Of course he did. Perfect Sebastian with his perfect solutions for the imperfect pilot who crashed his plane and his heart.

The universe really needs better hobbies.

Gabe's eyes narrow. "This Lockhart guy. He still around?"

“Yes, is he still here? We wanted to thank him.” Mom’s already scanning the space like Sebastian might materialize from behind the IV stand.

“He’s—” My throat closes, the truth lodged somewhere between my heart and my mouth, impossible to dislodge.

How do I tell them Sebastian’s busy playing the perfect son with his perfect family and the perfect fiancée who cheated but still gets to stand by him? How do I explain that my parents’ light-up earrings and blinking sweaters would be cataloged and dismissed by the Lockharts before they finished their first handshake? How do I admit that the man who gathered pinecones for Christmas, who fought wolves with a branch, who touched me like I might shatter—that man vanished the moment civilization reclaimed him?

Mom buzzes around my bed like a Christmas-themed hummingbird on espresso, fluffing pillows and arranging cookies in a perfect spiral on the napkin she pulled from nowhere while I relay the story of our harrowing experiences, leaving out all the parts too painful to admit.

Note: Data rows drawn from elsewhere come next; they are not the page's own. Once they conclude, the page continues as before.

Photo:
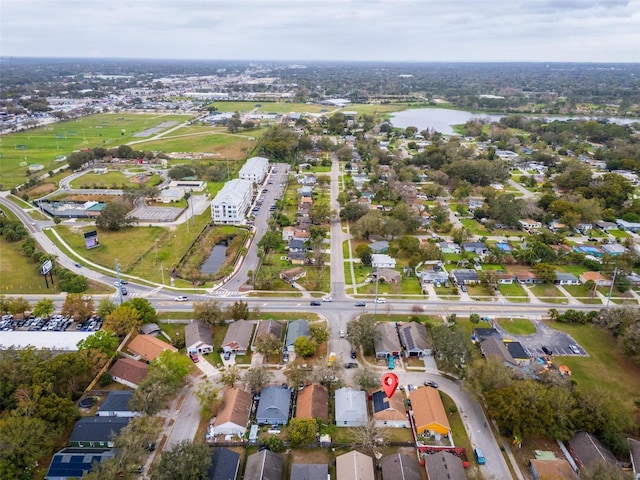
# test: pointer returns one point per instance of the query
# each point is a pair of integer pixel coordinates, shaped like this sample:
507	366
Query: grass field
518	326
605	367
44	144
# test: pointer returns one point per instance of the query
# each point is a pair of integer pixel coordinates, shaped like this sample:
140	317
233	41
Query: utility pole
615	274
119	283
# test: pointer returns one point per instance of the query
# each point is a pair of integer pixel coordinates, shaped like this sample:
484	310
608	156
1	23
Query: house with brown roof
444	466
556	469
389	412
400	466
596	277
148	347
128	371
313	402
354	466
238	337
233	413
428	412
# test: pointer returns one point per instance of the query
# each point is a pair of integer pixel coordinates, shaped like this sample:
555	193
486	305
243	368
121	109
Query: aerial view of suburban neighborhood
279	270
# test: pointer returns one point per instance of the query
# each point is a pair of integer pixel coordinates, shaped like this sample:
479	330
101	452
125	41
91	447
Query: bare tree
369	437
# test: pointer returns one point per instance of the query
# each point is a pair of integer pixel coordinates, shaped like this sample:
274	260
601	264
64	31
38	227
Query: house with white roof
255	169
232	202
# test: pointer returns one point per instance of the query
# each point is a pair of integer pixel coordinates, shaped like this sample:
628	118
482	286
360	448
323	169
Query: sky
330	30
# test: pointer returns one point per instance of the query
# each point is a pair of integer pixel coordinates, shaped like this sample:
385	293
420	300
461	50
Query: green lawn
44	145
605	367
517	326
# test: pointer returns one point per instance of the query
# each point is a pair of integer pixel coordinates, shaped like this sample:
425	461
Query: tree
362	331
230	376
369	437
114	217
302	431
208	395
105	307
319	332
297	373
256	378
143	306
239	310
122	320
186	461
101	340
23	440
78	306
366	378
267	344
19	305
44	308
304	346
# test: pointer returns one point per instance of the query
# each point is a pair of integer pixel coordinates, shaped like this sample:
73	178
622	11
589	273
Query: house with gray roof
225	464
399	466
264	465
274	405
117	404
309	471
295	329
387	342
238	337
198	338
351	407
414	339
97	432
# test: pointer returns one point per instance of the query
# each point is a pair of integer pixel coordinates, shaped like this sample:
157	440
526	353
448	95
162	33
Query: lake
441	119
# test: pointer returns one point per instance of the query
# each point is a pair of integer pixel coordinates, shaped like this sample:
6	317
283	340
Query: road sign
46	267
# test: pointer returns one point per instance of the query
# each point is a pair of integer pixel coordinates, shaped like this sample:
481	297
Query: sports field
47	145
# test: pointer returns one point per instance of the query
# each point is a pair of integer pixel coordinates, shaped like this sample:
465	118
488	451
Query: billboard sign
46	267
91	239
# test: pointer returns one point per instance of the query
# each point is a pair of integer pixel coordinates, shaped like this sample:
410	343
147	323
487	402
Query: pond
217	257
441	119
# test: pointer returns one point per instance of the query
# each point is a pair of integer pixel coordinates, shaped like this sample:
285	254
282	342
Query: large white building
255	169
231	203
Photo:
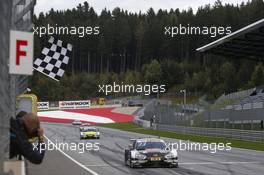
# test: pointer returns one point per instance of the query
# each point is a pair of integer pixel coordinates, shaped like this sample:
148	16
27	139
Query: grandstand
244	109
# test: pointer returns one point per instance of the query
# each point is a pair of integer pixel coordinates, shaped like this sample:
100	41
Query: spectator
21	114
25	127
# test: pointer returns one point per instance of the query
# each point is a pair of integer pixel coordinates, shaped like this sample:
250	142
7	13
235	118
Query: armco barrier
74	104
246	135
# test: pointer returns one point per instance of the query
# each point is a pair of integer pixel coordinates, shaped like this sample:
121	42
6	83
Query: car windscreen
150	145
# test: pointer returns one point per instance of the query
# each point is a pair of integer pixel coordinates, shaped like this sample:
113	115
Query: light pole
184	99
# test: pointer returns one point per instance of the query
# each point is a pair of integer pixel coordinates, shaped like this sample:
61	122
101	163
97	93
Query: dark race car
150	152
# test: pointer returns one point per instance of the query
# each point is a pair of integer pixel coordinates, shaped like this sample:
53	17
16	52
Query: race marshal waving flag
53	59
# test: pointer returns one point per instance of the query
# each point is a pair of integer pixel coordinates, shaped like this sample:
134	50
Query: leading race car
89	132
150	152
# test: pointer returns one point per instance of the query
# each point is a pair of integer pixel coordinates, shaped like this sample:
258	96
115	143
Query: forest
132	48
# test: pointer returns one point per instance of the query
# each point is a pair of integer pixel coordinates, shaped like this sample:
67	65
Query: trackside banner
43	105
74	104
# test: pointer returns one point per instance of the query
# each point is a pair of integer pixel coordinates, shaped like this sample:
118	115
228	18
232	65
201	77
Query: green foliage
132	48
153	72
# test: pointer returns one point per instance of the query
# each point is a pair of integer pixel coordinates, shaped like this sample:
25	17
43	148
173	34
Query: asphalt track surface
109	160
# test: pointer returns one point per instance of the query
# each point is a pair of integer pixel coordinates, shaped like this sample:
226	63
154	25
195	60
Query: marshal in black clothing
20	145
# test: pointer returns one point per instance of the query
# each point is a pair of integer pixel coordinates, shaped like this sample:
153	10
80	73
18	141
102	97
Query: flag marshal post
21	53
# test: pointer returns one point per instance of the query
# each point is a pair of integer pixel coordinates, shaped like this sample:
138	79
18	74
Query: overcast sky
130	5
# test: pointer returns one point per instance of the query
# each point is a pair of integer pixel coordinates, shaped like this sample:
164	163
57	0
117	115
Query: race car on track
150	152
89	132
76	122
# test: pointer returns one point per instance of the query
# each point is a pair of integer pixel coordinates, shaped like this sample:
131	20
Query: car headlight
140	156
170	156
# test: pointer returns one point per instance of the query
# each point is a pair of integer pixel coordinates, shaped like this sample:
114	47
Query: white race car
150	152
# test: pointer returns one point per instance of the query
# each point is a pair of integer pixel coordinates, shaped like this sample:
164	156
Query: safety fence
246	135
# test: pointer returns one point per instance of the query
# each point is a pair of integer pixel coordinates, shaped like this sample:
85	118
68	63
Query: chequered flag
53	59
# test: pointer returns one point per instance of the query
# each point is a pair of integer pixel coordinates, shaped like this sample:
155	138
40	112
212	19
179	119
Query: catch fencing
165	113
246	135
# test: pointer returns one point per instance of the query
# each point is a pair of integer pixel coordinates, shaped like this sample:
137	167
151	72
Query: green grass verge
203	139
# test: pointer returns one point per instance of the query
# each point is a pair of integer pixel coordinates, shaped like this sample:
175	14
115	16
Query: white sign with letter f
21	53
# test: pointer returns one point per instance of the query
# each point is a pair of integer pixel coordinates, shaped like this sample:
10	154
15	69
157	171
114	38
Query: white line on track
72	159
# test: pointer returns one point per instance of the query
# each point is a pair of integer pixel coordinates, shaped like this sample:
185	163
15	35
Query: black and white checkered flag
53	59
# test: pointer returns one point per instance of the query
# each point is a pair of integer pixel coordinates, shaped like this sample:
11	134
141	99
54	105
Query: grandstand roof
247	42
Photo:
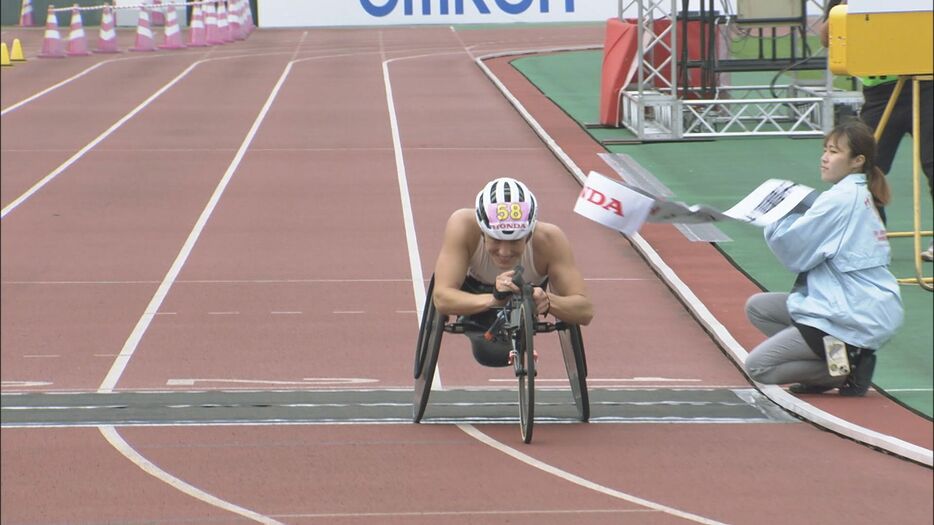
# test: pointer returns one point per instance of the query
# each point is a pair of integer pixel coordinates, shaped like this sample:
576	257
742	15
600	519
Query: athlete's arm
567	292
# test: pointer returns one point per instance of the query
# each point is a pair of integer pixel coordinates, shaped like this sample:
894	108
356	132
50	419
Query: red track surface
301	271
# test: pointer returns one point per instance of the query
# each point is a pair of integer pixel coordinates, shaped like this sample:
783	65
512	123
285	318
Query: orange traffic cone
77	41
144	40
4	55
107	43
52	42
16	51
196	34
157	18
172	37
223	23
233	21
210	22
25	14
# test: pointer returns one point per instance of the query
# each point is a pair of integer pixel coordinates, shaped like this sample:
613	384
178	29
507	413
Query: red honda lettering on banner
595	197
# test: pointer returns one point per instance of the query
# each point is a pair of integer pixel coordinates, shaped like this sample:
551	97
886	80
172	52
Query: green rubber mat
719	173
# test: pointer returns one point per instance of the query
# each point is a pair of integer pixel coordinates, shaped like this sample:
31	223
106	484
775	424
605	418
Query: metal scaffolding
657	107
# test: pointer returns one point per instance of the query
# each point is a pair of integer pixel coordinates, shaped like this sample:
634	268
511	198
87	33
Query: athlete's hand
504	282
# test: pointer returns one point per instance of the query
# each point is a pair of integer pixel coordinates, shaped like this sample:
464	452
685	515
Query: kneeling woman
844	290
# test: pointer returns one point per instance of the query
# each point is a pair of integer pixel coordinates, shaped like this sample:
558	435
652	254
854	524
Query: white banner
772	200
316	13
625	207
612	204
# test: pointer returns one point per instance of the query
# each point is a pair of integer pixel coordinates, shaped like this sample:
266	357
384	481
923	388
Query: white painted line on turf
703	315
472	431
117	441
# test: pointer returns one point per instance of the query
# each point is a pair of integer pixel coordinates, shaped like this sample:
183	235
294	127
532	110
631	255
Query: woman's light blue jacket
840	246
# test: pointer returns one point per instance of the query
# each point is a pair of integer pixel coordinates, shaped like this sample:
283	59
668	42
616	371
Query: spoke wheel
572	349
526	359
426	358
425	329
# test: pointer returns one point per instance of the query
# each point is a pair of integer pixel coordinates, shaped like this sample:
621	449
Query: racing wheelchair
516	323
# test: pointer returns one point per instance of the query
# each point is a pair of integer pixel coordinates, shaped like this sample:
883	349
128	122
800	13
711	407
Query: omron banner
310	13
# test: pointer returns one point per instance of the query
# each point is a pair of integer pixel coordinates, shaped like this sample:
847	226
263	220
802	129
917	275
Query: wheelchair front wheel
526	366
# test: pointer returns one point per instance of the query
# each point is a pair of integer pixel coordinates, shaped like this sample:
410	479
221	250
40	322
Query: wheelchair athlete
481	246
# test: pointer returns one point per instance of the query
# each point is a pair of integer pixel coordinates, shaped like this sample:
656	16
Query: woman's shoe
801	388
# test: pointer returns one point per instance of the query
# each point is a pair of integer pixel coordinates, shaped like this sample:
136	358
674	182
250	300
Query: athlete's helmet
506	209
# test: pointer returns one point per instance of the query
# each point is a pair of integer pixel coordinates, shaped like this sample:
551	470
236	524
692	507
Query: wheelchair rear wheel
525	369
572	348
426	356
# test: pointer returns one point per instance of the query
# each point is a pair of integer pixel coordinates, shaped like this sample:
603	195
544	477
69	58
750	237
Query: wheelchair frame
521	327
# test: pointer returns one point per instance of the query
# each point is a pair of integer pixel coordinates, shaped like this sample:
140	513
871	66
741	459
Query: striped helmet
506	209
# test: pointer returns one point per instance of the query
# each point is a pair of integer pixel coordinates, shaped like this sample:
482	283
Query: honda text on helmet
506	209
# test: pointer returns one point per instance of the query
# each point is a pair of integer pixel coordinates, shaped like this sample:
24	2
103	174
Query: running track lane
331	469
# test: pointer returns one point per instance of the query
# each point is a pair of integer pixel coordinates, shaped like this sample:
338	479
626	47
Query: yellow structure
16	52
881	43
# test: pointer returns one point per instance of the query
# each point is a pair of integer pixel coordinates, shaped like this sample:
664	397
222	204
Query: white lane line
132	342
463	513
54	87
114	438
471	431
229	281
74	158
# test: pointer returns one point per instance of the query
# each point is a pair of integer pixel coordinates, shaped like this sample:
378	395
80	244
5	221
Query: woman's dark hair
862	142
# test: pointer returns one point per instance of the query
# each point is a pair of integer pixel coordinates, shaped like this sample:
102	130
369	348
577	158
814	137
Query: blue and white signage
305	13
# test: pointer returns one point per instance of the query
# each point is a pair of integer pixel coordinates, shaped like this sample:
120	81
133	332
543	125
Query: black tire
572	349
527	360
424	328
426	358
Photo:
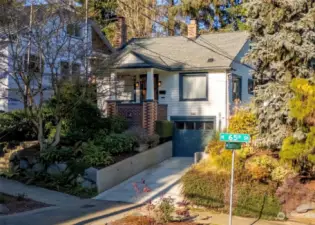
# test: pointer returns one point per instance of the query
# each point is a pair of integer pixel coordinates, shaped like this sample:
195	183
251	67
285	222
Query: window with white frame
194	87
236	88
64	68
250	86
76	69
74	30
34	63
67	68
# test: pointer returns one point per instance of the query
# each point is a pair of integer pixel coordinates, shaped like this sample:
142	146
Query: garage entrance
191	134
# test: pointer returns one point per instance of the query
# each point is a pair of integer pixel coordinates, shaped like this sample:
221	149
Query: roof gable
210	51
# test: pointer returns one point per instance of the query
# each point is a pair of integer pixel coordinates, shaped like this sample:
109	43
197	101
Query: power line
190	39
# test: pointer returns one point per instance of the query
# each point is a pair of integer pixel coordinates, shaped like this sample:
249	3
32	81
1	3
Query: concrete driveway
162	180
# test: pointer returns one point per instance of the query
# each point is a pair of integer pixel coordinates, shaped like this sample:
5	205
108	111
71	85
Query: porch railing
133	112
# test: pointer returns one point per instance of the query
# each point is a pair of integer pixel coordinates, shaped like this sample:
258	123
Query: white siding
215	106
4	80
244	72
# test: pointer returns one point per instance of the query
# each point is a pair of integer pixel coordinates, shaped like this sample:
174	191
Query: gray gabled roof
180	53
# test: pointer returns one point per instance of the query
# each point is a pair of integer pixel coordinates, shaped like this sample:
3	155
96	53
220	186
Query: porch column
113	86
150	105
150	85
111	104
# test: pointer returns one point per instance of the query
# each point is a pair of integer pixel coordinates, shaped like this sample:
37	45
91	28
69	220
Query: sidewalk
14	188
222	219
91	212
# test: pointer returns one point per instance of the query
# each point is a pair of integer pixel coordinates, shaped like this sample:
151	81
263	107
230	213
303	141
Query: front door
143	87
191	134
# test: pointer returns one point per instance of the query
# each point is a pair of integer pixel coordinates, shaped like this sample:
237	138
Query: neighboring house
70	42
173	78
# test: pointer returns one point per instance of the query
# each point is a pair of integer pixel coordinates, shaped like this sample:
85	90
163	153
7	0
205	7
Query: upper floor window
194	87
74	30
236	88
250	86
66	68
33	64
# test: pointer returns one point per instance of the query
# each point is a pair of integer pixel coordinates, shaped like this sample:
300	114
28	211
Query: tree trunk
57	135
40	136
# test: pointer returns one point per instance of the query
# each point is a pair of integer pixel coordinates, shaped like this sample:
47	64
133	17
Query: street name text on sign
242	138
233	142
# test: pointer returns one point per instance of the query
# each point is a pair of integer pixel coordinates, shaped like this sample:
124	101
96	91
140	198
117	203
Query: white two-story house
192	81
45	43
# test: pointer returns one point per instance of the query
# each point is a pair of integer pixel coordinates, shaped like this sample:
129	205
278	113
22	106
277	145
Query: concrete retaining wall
117	173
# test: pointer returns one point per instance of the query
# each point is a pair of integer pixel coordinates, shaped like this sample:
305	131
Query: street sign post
233	145
233	142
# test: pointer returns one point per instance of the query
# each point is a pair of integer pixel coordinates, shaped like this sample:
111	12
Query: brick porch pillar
150	105
149	116
111	108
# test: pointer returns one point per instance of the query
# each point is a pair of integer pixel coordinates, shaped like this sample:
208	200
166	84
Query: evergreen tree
283	48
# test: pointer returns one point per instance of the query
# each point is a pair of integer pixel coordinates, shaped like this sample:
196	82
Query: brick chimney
192	29
121	32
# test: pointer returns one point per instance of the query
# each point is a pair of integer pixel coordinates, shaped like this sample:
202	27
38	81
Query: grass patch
211	189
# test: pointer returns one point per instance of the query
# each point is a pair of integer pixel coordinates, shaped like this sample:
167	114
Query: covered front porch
134	94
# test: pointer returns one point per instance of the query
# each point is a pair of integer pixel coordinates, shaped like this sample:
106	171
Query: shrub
215	146
255	199
115	143
94	155
243	122
299	154
16	126
53	155
280	173
292	193
140	135
260	167
164	128
205	189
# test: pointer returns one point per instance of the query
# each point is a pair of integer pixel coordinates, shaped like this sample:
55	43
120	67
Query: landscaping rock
38	168
24	164
305	207
90	174
87	184
3	209
62	166
57	169
80	179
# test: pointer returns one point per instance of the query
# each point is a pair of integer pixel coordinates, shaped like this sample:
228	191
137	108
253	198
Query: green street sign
242	138
233	145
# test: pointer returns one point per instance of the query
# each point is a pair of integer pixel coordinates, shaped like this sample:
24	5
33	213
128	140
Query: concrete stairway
5	162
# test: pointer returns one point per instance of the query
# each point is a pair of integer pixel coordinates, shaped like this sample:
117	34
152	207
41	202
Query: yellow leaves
302	105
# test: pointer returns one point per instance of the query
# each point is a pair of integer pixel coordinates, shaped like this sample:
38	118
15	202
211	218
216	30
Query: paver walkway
162	180
49	197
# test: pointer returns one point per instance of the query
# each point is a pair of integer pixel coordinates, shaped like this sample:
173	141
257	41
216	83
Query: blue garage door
191	134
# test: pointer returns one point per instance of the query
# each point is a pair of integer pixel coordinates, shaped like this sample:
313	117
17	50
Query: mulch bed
145	220
19	204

“You need more water,” she declares, snatching up the plastic pitcher. “And another blanket. You always run cold when you’re hurt. Remember third grade? Three blankets and you still shivered.”

“I’m fine, Mom,” I lie.

She’s already flagging down a nurse with surprising authority for a woman barely five feet tall.

Gabe moves closer, lowering his voice. "So this Lockhart guy fought off wolves for you, huh?" His expression is carefully neutral, but I know that look—it's the same one he wore when I came home crying about Billy Peterson in sixth grade, right before he coincidentally decided to teach Billy's brother some new wrestling moves.

"It wasn't like that, Gabe," I say, though it was exactly like that, plus so much more. "Just two people trying to survive."

"Uh-huh," he says, unconvinced.

My phone vibrates against my hip. Cora’sface fills the screen—her perfect smile captured mid-laugh at her birthday last year.